Mile High Aspirations
One more day before the National Performing Arts Convention begins, but there’s already quite a bit going on. As I sit typing this in the middle of the exhibit hall, folks around me are madly setting up their wares for what promises to be a very heavily-trafficked area over the next four days.
The last 24 hours were my one opportunity to explore the Mile High City. Once NPAC gets under way, there will be precious little time for the world beyond the convention center (except getting to and from NPAC events taking place elsewhere). The area immediately surrounding the convention center—like all-too-many urban downtowns in the U.S.—does not have a lot of local character, but a bit of wandering off the beaten path quickly pays off.
The Denver Art Museum, which now boasts a wild asymmetrical new building designed by Daniel Libeskind, which alone is worth a visit. Once inside the largest collection of Native American art awaits—everything from rare 19th century relics and an iikaah (a traditional Navaho sand painting) to baskets weaved in the early 1900s by Elizabeth Hickox, a Karuk innovator who revolutionized the medium. I was particularly drawn to several of Towa native Mateo Romero’s provocative Bonnie and Clyde paintings. The Museum also has a solid contemporary art collection offering work by the late Denver-based modernist Vance Kirkland and a generous supply of Clyfford Still abstractions—they’re opening a new space in 2010 to house hundreds of paintings from his estate.

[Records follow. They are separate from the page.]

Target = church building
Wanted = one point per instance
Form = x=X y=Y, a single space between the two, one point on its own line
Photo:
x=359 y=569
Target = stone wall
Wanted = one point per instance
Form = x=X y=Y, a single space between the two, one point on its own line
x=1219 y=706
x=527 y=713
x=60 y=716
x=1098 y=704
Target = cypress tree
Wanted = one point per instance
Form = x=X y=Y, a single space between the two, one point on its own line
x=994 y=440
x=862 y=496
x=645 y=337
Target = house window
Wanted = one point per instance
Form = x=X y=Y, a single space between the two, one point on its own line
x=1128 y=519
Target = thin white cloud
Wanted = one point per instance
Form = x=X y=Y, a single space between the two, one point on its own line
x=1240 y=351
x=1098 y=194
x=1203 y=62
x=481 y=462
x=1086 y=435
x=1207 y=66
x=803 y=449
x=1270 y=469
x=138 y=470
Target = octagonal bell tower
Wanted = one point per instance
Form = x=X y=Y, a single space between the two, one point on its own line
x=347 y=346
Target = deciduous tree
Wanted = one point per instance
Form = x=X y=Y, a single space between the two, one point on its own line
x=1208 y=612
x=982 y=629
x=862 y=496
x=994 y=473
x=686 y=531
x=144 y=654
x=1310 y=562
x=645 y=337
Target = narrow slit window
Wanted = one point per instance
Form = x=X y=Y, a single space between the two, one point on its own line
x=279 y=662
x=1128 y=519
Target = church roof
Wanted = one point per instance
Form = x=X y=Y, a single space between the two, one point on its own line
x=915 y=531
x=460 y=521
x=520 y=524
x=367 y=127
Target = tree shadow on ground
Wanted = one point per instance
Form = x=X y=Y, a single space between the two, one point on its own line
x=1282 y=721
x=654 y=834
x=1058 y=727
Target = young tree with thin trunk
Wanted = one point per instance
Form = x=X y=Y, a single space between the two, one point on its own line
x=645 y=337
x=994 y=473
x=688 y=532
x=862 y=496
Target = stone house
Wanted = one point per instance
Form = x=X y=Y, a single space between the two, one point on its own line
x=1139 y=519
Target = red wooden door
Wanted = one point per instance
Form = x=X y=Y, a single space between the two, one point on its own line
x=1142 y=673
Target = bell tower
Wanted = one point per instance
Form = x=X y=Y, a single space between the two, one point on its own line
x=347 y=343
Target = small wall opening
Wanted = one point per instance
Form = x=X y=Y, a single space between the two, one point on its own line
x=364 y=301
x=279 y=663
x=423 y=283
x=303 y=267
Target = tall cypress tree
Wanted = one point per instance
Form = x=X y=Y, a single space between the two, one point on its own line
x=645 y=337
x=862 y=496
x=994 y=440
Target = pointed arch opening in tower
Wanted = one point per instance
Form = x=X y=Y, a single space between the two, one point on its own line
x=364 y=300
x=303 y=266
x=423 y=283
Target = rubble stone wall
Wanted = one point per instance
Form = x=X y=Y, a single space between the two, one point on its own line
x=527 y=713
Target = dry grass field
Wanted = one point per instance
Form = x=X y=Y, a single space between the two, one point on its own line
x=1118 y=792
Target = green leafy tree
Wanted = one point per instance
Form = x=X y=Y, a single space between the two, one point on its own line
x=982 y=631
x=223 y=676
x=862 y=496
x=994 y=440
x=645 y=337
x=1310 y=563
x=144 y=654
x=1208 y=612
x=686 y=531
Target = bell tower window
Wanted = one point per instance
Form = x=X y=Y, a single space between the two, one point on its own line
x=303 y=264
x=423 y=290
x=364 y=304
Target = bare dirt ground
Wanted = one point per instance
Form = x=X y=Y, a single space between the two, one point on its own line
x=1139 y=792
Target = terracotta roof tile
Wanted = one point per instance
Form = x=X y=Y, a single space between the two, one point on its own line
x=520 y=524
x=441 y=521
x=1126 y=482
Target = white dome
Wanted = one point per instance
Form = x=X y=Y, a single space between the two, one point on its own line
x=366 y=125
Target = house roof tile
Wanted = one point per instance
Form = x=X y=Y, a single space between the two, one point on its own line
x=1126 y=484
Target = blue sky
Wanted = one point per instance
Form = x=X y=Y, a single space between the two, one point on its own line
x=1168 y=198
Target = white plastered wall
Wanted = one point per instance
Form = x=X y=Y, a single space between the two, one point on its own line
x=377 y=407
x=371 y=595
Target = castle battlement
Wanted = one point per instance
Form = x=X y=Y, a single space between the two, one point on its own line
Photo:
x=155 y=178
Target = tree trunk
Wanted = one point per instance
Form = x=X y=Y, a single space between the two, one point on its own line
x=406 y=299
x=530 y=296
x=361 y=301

Last night we found Denver’s oldest continuously operating restaurant and saloon, the Buckhorn Exchange (established 1893), where we ate rattlesnake dip, buffalo, and elk accompanied by Buffalo Bill Cocktails (bourbon and apple juice) as a dozen taxidermized antelopes stared down at us. We never got to meet Elizabeth—the ghost who haunts the place ever since her husband-to-be was shot as she was standing on an altar at a nearby church—but were regaled with stories about her.
But much as I’m intrigued by all this history, the National Performing Arts Convention is about the future. The state of the arts is at a critical juncture, but there is hope if all of the constituencies represented here this week can reach a consensus and initiate plans both to address the problems we are facing as well as better articulate what makes us a significant demographic in this country.
This page should be treated as an open forum to anyone (both folks attending NPAC and others who are not able to attend) to voice their thoughts about what the organizations representing the performing arts in the United States should be talking about this week.